Richie Guerin on the 1955-56 basketball team at Marine Corps Schools, Quantico, Virginia

Guerin enlisted in the Marine Corps Reserve and served from 1947 to 1954. While a reservist, Guerin attended Iona College from 1950 to 1954, and upon graduation was commissioned a second lieutenant. He served on active duty with the T&T Regtiment, Marine Corps Schools, Quantico, Virginia until his discharge as a first lieutenant in June 1956. He was awarded the National Defense Service Medal and the Organized Marine Corps Rerserve Medal.

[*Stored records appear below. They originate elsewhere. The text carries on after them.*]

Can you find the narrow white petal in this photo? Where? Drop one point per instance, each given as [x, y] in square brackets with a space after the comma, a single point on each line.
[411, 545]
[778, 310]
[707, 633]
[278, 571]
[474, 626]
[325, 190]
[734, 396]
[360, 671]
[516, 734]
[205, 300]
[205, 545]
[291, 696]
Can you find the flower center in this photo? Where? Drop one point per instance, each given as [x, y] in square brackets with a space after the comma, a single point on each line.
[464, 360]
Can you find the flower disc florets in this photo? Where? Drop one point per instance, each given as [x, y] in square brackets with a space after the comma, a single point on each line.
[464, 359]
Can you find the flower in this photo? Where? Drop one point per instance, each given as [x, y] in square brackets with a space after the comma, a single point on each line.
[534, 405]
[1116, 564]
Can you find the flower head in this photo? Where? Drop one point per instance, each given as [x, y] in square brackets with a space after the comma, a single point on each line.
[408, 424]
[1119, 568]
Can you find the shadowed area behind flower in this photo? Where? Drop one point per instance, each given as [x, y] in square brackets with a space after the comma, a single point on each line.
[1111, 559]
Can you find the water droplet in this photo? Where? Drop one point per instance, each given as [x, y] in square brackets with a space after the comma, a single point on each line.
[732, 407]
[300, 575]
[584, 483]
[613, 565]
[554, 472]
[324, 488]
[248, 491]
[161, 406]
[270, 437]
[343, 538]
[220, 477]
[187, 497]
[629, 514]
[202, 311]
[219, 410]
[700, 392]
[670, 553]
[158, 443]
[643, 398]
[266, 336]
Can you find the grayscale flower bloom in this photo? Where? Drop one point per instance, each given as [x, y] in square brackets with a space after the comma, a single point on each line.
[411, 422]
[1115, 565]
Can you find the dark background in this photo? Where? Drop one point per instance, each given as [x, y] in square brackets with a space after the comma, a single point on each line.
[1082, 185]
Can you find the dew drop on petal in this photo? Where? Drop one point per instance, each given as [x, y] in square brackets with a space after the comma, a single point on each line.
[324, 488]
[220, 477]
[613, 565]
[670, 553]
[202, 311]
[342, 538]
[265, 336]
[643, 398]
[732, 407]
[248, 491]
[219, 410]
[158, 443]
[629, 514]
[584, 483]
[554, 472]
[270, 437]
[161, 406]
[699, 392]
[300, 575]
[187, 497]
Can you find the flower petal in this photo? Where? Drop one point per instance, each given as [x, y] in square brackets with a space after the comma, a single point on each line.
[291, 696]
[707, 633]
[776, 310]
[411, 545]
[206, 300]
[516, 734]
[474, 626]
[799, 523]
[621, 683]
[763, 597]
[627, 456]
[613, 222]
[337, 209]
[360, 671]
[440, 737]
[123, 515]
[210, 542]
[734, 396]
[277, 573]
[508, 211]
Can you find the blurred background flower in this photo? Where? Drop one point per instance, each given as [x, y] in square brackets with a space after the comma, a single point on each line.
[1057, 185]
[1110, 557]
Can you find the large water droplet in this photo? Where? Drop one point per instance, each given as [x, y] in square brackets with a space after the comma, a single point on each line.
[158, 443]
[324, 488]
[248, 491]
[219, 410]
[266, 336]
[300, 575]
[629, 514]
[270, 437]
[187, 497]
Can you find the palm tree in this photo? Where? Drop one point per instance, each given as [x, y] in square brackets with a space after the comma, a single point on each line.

Guerin was inducted into the Marine Corps Sports Hall of Fame in 2004.

==Personal==
Following his retirement from professional basketball, Guerin became a Knicks sportscaster and a Wall Street stockbroker. Guerin retired in 2005 following a 31-year stint first as a broker, then as managing director, for Bear, Stearns & Co. Guerin, who has four children and nine grandchildren, now resides in Palm Beach, Florida with his wife, Pat.